地震、台風、豪雨、噴火など、日本は地理的リスクが高く、それゆえに建築や土木の技術も著しく向上した。

だが、それは単に理論や設備の勝利ではなく、現場に携わる人の創意工夫の結晶でもある。そして、その源となるのは、現場に携わる人々のモラルや意欲であり、安定した暮らしや先の見通しがあってはじめて、人は前向きになれるものだ。

状況に応じて制度や手法を変えるのは必須かもしれないが、『人』という根源を蔑ろにして本物の発展はあり得ない。

本著を読んで、つくづく感じたのは、もはや取り返しのつかないところまできている、ということ。

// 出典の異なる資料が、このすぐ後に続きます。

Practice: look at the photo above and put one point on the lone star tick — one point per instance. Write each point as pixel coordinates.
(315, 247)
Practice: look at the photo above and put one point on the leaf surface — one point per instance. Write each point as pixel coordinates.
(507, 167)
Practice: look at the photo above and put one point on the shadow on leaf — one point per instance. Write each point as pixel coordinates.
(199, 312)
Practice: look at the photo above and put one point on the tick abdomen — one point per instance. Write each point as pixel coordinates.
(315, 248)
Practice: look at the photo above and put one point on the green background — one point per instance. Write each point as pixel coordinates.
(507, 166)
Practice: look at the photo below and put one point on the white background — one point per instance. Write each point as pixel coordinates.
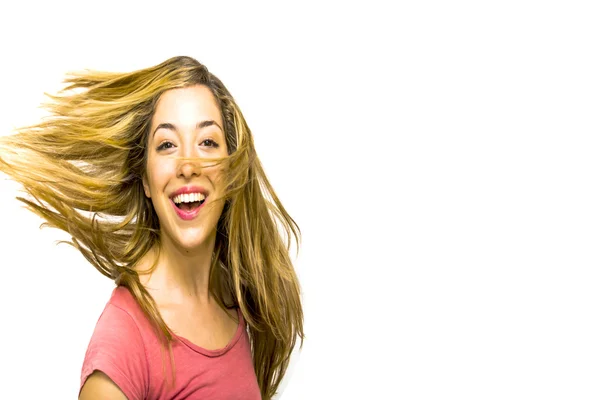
(441, 159)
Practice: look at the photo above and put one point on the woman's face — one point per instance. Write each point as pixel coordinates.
(187, 123)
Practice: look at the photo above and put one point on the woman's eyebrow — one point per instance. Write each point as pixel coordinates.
(200, 125)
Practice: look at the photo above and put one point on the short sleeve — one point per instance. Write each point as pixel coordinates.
(117, 349)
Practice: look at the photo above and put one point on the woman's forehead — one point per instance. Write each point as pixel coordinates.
(187, 107)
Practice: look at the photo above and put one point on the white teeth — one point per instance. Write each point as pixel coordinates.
(188, 198)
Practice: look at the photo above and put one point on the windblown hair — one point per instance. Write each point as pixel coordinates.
(82, 167)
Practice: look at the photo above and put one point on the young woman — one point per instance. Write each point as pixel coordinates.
(155, 176)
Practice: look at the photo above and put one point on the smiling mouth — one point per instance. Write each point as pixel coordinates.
(190, 206)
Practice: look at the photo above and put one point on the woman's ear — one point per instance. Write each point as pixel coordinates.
(146, 186)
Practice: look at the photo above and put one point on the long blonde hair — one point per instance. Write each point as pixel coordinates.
(83, 166)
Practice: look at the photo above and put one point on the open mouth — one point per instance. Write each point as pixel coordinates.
(189, 206)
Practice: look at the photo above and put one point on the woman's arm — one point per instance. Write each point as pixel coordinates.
(99, 386)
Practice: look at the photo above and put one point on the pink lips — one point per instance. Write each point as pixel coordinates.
(187, 215)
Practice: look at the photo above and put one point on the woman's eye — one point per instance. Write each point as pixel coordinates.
(209, 142)
(164, 145)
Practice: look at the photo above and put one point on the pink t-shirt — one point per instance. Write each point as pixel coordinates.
(125, 347)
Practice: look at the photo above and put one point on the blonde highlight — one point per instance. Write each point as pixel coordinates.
(82, 169)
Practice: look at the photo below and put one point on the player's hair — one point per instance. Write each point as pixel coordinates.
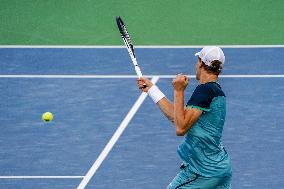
(215, 68)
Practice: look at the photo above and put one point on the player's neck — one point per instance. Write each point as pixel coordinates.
(205, 78)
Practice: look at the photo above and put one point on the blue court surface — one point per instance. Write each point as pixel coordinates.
(87, 112)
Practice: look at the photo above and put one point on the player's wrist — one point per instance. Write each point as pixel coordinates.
(155, 93)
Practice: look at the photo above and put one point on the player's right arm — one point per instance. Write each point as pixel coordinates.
(165, 105)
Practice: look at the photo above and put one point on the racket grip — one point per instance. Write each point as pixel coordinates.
(138, 71)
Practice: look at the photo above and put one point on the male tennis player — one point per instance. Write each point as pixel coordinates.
(206, 164)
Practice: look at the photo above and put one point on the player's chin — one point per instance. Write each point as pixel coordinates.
(197, 77)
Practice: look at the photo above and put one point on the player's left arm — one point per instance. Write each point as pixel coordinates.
(184, 118)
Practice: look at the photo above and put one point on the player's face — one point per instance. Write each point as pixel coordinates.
(198, 68)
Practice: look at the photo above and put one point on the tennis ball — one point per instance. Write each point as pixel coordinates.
(47, 116)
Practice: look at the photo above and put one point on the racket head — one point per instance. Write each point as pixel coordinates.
(124, 33)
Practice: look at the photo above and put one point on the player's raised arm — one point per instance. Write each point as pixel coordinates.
(165, 105)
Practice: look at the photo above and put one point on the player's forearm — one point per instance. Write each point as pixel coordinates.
(179, 114)
(167, 108)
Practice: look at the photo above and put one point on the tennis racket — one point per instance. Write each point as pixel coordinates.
(127, 41)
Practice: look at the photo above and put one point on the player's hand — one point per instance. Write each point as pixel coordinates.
(144, 84)
(180, 82)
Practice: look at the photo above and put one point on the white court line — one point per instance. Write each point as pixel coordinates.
(41, 177)
(131, 76)
(137, 46)
(114, 138)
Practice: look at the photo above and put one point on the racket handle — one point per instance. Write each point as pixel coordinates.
(138, 71)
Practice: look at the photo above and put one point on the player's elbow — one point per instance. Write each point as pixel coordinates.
(180, 131)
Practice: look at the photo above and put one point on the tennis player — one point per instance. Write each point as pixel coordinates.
(206, 163)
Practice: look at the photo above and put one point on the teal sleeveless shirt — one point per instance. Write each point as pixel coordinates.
(202, 149)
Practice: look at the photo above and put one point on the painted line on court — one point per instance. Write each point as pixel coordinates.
(114, 138)
(137, 46)
(41, 177)
(130, 76)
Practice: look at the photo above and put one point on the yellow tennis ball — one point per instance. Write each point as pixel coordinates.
(47, 116)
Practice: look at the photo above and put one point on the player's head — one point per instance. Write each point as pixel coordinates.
(210, 60)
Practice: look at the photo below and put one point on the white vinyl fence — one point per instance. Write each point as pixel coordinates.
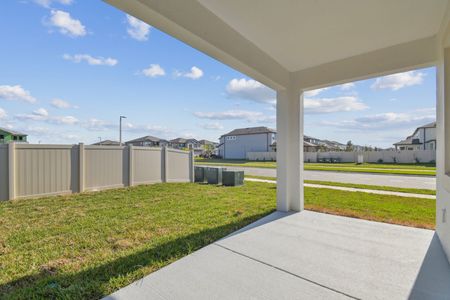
(37, 170)
(422, 156)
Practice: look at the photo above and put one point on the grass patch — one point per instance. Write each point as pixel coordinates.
(88, 245)
(400, 169)
(359, 186)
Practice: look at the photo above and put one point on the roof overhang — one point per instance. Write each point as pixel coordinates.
(306, 43)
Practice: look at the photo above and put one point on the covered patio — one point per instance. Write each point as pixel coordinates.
(306, 255)
(293, 47)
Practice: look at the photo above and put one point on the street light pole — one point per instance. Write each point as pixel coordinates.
(120, 129)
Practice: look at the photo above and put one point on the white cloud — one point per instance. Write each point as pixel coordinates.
(195, 73)
(99, 125)
(347, 86)
(48, 3)
(249, 116)
(315, 92)
(397, 81)
(212, 126)
(15, 92)
(94, 124)
(389, 120)
(62, 104)
(333, 105)
(250, 90)
(3, 114)
(93, 61)
(67, 120)
(42, 115)
(154, 70)
(42, 112)
(137, 29)
(66, 24)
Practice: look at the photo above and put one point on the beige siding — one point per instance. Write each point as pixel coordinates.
(4, 189)
(105, 167)
(178, 166)
(42, 170)
(147, 164)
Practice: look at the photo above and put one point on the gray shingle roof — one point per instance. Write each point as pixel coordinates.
(250, 130)
(107, 143)
(13, 132)
(147, 138)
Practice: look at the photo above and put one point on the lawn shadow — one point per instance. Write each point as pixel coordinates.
(90, 283)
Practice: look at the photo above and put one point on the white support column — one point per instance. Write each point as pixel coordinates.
(81, 168)
(130, 165)
(290, 150)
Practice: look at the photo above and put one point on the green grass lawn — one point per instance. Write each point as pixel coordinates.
(402, 169)
(88, 245)
(359, 186)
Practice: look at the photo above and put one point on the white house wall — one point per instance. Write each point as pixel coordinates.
(238, 148)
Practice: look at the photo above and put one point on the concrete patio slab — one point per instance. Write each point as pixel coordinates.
(306, 255)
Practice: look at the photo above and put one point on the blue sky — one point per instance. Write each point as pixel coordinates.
(69, 68)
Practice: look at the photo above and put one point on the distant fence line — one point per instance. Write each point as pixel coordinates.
(387, 156)
(28, 170)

老朽化するインフラや天災で壊滅した市街を前に、職人のありがたみを痛感しても、一度離れたものは二度と戻ってこないのだ。

2022年3月30日、逝去されました。
私が子供の頃は、グリコ・森永事件の手配書の『キツネ目の男』にそっくりで、実際に取り調べを受けたという事実を知って、そっくりかえったものですが、また一人、昭和の論客が鬼籍に入られて、あの時代を知っている世代には淋しい限りです。ご冥福をお祈りします。